Resmi Gazete'de yer alan karara göre, daha önce Ladik Belediyesinde memur olan başvurucu, 2010'da görevde yükselme sınavına girdi ve müdür olmaya hak kazandı.
Bir süre geçmesine rağmen müdür kadrosuna ataması yapılmayan kişi, belediye tarafından atanması talebinin reddedilmesi üzerine dava açtı. Mahkeme, başvurucuyu haklı buldu ve kararın kesinleşmesinin ardından 2012'de başvurucu imar ve şehircilik müdürlüğüne atandı.
Belediye tarafından, müdür kadrosuna atanmasından 6 gün sonra başka bir birime görevlendirilen kişi, bu işlemin iptali istemiyle de dava açtı. Davayı kazanan başvurucu, görevine devam etti ancak 2016'da ise "kademedeki büro başkan danışmanı" olarak çalışması için görevlendirildi.

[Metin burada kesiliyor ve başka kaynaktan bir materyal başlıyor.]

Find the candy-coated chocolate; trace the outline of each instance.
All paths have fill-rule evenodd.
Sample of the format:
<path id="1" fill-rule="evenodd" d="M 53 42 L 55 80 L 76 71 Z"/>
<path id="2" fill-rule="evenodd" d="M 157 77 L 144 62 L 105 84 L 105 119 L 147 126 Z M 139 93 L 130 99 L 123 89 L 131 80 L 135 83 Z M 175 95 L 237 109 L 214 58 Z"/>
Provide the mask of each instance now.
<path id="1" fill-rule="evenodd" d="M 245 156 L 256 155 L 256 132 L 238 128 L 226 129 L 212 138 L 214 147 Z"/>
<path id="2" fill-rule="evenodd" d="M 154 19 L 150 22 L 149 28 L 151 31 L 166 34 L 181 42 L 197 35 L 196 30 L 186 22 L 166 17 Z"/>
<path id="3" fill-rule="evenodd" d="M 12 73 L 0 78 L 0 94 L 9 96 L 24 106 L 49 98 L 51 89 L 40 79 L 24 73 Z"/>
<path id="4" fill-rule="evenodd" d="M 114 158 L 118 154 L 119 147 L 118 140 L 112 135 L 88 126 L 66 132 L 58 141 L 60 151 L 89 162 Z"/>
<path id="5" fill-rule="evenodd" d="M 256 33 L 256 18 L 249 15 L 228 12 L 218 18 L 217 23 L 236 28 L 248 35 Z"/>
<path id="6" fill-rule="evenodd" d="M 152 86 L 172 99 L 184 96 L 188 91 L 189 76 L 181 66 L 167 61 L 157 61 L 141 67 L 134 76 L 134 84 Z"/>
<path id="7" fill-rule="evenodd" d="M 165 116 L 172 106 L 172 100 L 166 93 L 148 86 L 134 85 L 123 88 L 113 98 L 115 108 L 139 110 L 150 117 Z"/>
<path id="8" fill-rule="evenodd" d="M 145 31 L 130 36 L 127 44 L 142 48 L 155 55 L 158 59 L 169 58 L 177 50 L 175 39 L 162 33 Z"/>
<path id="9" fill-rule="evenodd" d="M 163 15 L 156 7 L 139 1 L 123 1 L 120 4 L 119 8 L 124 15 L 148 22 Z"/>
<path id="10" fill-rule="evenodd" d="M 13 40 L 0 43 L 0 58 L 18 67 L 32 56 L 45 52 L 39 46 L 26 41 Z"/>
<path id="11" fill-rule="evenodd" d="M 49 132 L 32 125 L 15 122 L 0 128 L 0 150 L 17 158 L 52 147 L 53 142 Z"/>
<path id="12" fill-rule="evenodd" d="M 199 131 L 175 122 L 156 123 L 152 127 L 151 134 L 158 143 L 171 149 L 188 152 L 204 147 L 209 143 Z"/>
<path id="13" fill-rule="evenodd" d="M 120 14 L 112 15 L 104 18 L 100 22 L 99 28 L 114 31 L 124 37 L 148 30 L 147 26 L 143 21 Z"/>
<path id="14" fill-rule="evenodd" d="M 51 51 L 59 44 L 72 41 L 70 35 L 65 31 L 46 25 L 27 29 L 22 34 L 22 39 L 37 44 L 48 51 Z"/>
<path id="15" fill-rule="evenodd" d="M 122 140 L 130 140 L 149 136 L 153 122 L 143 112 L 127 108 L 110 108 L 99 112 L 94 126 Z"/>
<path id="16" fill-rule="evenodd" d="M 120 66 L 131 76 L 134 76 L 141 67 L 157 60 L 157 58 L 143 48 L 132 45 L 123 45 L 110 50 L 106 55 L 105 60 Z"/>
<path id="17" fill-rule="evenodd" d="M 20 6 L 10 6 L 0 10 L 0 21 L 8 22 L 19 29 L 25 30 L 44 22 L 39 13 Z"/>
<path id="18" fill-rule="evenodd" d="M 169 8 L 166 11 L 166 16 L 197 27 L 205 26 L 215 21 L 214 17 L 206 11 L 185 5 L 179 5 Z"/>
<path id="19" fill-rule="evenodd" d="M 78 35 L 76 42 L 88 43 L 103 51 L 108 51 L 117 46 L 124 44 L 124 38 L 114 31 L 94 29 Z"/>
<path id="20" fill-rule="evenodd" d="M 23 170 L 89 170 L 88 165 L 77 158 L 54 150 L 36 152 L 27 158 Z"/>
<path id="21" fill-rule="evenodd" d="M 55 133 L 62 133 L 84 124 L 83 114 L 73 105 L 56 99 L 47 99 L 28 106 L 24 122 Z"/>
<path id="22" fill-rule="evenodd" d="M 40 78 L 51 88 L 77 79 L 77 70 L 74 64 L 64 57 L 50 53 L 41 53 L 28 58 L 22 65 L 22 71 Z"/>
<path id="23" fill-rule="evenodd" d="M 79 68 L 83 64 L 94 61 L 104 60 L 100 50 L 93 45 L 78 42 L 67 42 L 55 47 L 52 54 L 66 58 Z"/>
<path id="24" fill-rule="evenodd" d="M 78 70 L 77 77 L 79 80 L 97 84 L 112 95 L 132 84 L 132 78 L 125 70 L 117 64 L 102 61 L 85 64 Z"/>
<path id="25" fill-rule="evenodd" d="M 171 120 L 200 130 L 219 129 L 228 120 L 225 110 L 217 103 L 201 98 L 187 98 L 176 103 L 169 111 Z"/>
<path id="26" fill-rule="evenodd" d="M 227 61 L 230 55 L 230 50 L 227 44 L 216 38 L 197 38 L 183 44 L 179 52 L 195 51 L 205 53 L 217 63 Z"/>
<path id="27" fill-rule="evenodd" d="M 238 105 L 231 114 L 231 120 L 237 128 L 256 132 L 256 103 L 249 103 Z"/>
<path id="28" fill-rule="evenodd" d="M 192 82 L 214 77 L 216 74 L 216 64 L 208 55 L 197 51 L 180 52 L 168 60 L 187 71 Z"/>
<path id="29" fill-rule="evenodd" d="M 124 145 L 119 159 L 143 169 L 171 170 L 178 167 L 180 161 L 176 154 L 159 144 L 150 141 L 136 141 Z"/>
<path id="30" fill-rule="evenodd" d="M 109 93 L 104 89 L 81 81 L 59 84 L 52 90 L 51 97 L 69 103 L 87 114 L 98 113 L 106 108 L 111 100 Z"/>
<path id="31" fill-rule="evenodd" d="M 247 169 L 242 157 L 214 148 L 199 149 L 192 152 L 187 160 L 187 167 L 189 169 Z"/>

Başvurucu, bu kararın iptali için de dava açtı, yerel mahkeme işlemin iptaline hükmetti ancak istinaf bu kararı bozdu.
Bunun üzerine başvurucu, söz konusu atama işleminin kamu yararını gözetmediği ve kendisini cezalandırmaya yönelik olduğunu ileri sürerek özel hayata saygı hakkının ihlal edildiğini belirtti ve Anayasa Mahkemesine bireysel başvuru yaptı.
Özel hayata saygının ihlal edildiğine hükmedildi
Başvuruyu değerlendiren Yüksek Mahkeme, başvurucunun, Anayasa'nın 20. maddesinde güvence altına alınan özel hayata saygı hakkının ihlal edildiğine hükmetti.
"Mesleki hayat özel hayat kavramının dışında tutulamaz"
AYM'nin verdiği ihlal kararının gerekçesinde, Avrupa İnsan Hakları Mahkemesi kararlarına göre mesleki hayatın özel hayat kavramının dışında tutulamayacağı ifade edildi.
Ulusal kanunlar çerçevesinde belediye memurlarının atanması yetkisinin belediye başkanında olduğu anımsatılan kararda, başvurucunun fen işleri müdürü olarak görev yaparken "kademedeki büro başkan danışmanı" olarak görevlendirilmesinin başvurucunun özel hayatına müdahale anlamını taşıdığı aktarıldı.
Kamu kurumları tarafından atama ve görevlendirme işlemi yapılmasında belirli bir takdir alanının bulunduğu ifade edilen kararda, bu takdir yetkisinin keyfi şekilde kullanılmaması gerektiği belirtildi.
"İlgili ve yeterli gerekçeler açıklanmalıdır"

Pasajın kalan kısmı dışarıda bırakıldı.